Der GLA wurde gleich zehn Zentimeter höher und einen Zentimeter kürzer als bisher, seine Front bulliger, der Überhang vorne und hinten kürzer, der Radstand drei Zentimeter länger. Das bringt mehr Beinfreiheit für die Passagiere in der zweiten Reihe. Die Rücksitzbank ist um 14 Zentimeter verschiebbar, was allerdings im Gegensatz zu vielen Mitbewerbern Aufpreis kostet und gleichzeitig ein Häkchen bei der Bestellung hinter den elektrisch verstellbaren Sitzen erfordert. Das Kofferraumvolumen selber schafft es mit seinen 420 bis 1420 Litern nur auf einen Mittelfeldplatz.

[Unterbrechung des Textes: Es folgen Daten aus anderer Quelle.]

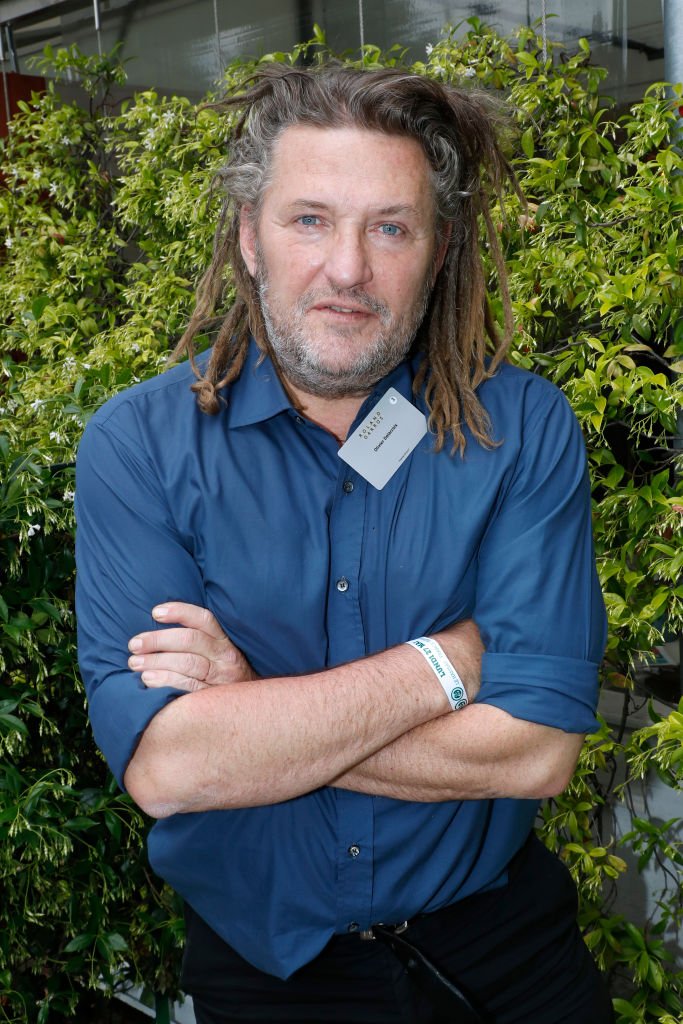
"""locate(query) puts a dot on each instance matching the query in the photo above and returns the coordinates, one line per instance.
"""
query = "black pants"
(515, 951)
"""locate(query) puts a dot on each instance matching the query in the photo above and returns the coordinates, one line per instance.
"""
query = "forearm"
(475, 754)
(267, 740)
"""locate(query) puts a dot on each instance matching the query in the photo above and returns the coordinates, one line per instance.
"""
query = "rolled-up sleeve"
(539, 605)
(129, 558)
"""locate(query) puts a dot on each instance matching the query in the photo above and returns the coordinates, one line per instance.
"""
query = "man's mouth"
(325, 306)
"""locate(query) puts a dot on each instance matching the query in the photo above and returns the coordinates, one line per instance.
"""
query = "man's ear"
(248, 238)
(442, 248)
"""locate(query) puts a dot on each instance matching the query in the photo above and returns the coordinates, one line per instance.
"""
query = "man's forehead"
(390, 170)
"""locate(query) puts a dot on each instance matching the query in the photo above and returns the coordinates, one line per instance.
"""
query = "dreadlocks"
(459, 131)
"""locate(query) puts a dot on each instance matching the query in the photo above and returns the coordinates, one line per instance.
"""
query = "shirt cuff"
(558, 691)
(121, 708)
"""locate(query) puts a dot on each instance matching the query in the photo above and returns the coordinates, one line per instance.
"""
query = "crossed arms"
(380, 725)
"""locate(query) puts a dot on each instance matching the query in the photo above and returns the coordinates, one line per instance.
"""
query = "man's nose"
(347, 259)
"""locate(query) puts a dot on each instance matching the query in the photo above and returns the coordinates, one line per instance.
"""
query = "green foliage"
(104, 226)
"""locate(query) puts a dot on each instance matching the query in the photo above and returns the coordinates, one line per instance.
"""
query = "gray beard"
(300, 364)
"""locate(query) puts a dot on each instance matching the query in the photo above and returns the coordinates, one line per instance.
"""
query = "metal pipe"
(673, 40)
(95, 11)
(672, 13)
(9, 41)
(5, 83)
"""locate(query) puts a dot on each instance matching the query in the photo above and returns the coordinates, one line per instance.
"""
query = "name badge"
(384, 439)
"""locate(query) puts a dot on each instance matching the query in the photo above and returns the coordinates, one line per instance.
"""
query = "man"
(352, 843)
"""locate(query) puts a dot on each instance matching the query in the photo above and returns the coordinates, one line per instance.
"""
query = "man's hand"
(196, 655)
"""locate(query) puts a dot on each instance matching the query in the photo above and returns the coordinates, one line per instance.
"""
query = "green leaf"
(80, 942)
(39, 305)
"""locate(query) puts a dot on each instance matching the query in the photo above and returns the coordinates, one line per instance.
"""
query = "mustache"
(331, 296)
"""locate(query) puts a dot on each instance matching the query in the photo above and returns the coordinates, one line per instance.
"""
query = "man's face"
(344, 254)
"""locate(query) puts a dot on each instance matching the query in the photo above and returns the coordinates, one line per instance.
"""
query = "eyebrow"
(396, 209)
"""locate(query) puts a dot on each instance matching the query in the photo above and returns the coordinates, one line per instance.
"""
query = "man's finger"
(182, 640)
(190, 615)
(193, 666)
(158, 678)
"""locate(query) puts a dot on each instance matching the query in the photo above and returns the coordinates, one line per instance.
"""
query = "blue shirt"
(253, 514)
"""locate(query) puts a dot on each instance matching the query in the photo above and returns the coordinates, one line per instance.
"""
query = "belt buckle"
(368, 935)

Immer wieder ein Hingucker: Die beiden jeweils 10,25 Zoll großen Displays. Das rechte ist ein Touchscreen.
Serienmäßig sind hingegen das MBUX-Bediensystem mit digitalen Instrumenten und Infotainment-Bildschirm. Bedienen lässt sich das alles auf verschiedenen Wegen. Auf vier Wegen, um genau zu sein. Das System reagiert auf Eingaben mittels Touchpad, über Sprachbefehl oder über Sensorflächen auf dem Lenkrad, was jeweils die sonst unvermeidlichen Fingerabdrücke bei Nutzung des Touchscreens vermeidet.

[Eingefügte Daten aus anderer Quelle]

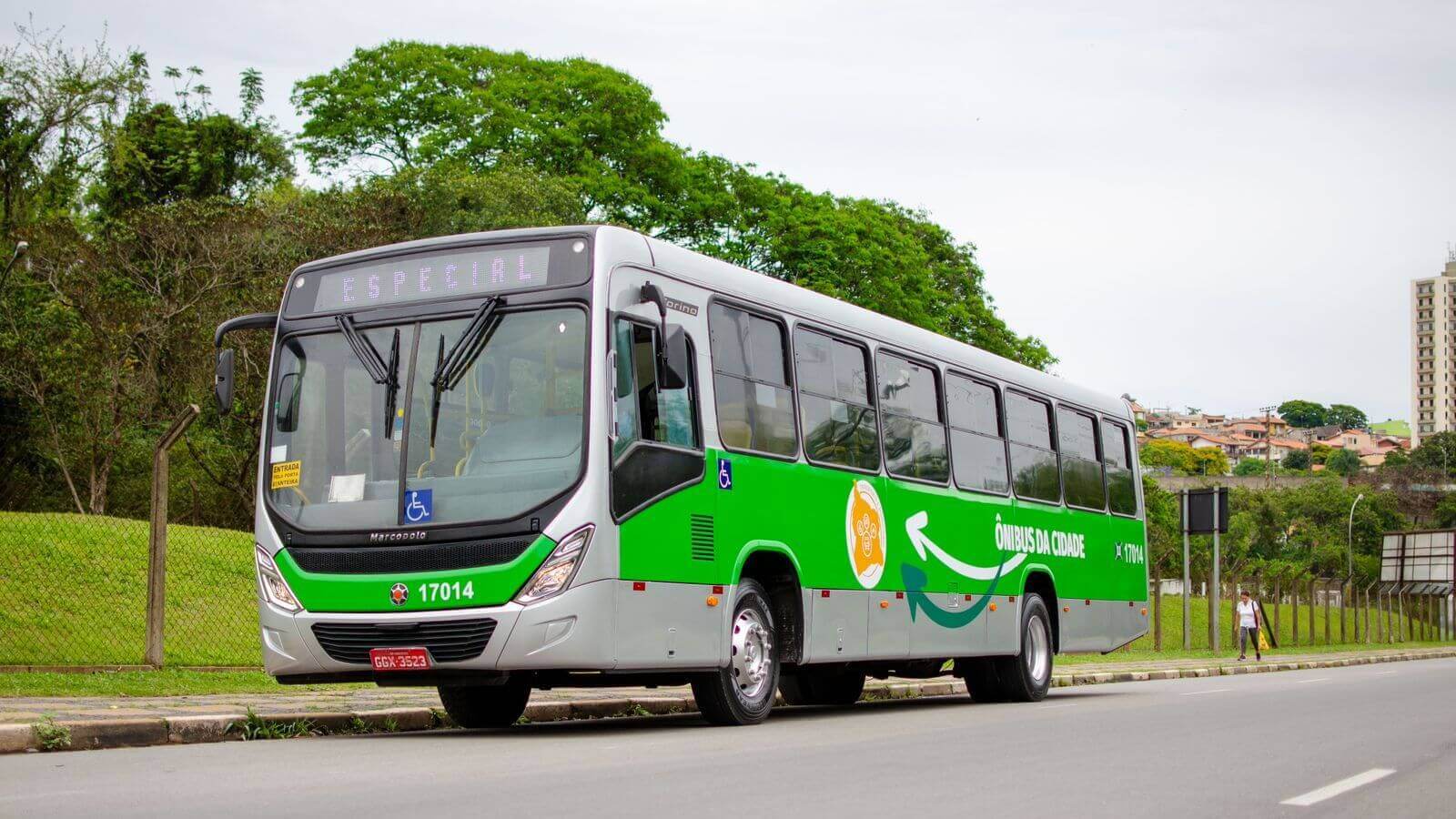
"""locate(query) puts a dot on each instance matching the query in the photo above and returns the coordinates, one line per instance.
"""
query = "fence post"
(157, 537)
(1293, 608)
(1279, 603)
(1158, 611)
(1327, 611)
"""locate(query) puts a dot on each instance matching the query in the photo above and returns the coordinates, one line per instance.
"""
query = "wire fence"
(75, 593)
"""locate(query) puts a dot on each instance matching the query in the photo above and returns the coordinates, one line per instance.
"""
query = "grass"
(50, 734)
(75, 592)
(167, 682)
(1172, 627)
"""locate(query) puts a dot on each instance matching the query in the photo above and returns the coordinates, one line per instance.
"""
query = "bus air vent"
(703, 537)
(417, 557)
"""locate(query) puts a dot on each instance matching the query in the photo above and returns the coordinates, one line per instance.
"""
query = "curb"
(84, 734)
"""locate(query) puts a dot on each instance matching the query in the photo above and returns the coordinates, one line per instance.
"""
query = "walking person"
(1249, 625)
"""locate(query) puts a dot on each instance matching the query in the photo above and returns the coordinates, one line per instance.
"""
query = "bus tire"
(1026, 676)
(487, 705)
(822, 685)
(742, 694)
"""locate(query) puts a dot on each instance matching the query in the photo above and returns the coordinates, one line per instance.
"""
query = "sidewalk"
(98, 722)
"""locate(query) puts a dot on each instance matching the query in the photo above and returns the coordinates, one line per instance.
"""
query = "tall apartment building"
(1433, 353)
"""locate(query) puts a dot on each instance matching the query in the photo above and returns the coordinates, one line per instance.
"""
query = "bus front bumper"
(568, 632)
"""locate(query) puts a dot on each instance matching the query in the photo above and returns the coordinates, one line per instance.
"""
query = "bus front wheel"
(742, 694)
(487, 705)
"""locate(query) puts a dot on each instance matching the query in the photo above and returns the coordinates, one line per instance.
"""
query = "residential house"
(1274, 448)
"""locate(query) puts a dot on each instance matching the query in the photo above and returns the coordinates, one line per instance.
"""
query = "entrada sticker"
(286, 474)
(865, 533)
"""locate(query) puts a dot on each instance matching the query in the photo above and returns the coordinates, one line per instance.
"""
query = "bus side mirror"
(674, 359)
(223, 382)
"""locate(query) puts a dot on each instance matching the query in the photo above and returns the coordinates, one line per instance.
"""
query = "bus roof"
(616, 245)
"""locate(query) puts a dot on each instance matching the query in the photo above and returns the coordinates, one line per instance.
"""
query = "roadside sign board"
(1419, 557)
(1201, 509)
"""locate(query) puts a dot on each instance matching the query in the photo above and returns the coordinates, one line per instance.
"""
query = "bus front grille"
(449, 640)
(419, 557)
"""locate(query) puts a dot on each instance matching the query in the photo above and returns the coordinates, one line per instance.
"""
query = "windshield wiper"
(451, 368)
(375, 365)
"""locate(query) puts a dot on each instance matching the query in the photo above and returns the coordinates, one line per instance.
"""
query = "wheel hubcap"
(752, 654)
(1036, 651)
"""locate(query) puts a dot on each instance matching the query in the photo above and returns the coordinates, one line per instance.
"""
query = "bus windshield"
(509, 435)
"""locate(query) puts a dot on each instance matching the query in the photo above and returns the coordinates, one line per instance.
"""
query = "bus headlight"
(271, 583)
(561, 566)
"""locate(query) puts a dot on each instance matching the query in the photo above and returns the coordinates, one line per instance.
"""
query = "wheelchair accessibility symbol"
(420, 506)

Ebenfalls immer an Bord eines GLA sind die Tempolimit-Erkennung, die Notbremsfunktion, der Spurhalte-Assistent und ein Doppelkupplungsgetriebe (DCT). Dieses verfügt über sieben Stufen beim zusammen mit Renault entwickelten und 163 PS leistenden 1,4-l-Einstiegsbenziner (der ist mit den erwähnten „ab“ 37 270 Euro rund 6500 teurer als eine A-Klasse), bei allen anderen über acht.

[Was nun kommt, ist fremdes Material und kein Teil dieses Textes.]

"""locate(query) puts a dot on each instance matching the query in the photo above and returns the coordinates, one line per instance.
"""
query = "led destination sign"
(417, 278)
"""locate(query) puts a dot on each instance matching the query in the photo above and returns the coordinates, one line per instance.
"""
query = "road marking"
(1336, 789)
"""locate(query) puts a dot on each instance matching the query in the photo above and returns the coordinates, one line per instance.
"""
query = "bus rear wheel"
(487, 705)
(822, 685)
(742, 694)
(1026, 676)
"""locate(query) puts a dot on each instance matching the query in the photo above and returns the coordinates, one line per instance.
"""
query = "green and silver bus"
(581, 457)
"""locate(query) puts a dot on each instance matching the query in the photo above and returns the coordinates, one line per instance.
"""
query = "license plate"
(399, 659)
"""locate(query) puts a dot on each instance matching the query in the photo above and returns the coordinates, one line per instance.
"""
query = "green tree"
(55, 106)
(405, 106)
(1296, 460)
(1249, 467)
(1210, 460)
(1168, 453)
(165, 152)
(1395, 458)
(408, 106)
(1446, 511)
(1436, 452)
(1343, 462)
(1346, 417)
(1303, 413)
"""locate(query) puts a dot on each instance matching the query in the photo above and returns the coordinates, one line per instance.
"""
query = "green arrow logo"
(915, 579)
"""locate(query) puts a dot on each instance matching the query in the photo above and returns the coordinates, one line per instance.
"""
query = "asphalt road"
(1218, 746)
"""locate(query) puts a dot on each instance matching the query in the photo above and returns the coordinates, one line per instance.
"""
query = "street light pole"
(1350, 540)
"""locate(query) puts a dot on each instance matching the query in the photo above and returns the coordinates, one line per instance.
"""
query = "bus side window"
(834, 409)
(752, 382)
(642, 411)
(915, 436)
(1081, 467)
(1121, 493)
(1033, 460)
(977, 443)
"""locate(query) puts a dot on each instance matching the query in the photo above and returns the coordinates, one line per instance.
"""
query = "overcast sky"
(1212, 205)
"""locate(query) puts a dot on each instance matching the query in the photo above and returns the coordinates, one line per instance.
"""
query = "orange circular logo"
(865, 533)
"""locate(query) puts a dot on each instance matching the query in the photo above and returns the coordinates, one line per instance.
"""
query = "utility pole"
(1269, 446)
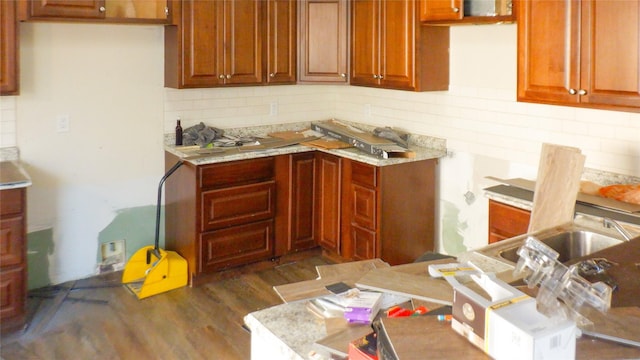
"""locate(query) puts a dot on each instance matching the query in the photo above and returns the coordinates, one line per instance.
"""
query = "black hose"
(156, 248)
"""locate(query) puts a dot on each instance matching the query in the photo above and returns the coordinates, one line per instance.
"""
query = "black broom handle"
(156, 248)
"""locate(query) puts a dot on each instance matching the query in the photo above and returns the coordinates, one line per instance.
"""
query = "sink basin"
(569, 244)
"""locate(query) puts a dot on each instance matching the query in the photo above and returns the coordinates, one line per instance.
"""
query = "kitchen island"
(232, 206)
(289, 331)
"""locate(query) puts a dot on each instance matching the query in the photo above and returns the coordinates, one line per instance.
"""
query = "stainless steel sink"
(570, 245)
(570, 241)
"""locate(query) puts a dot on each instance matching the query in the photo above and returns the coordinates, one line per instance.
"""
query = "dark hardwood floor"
(97, 318)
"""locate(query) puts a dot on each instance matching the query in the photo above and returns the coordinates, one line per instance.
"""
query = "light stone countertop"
(272, 332)
(13, 175)
(424, 147)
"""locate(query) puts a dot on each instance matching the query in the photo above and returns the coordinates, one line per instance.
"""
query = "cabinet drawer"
(236, 172)
(506, 221)
(12, 293)
(363, 174)
(364, 243)
(364, 206)
(11, 241)
(237, 205)
(236, 245)
(11, 201)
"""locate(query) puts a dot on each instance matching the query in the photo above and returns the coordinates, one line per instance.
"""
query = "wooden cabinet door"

Der 2,0-l-Diesel wird mit 150 und 190 PS angeboten, der gleichgroße Benziner zunächst mit bis zu 306 PS als Mercedes-AMG GLA 35 (45er-Ausbaustufe folgt später). Aber auch schon der GLA 250 ist dank 224 PS und 350 Nm sportlich unterwegs. In der Allradversion geht es in 6,7 Sekunden aus dem Stand auf Tempo 100 und auf bis zu 240 km/h.

 

 

 

Daten & Fakten

GLA 200: 1,3-Liter-Vierzylinder-Turbobenziner 163 PS, 0-100 km/h: 8,7 s, Spitze 210 km/h, Normverbrauch 5,7 l/100 km, CO2-Ausstoß 130 g/km, ab 37.271 Euro

GLA 250 (4Matic): 2,0-l-Vierzylinder-Turbobenziner 224 PS, 6,9 (6,7) s, 240 km/h, 148 (158) g/km, ab 42.168 (44.381) Euro.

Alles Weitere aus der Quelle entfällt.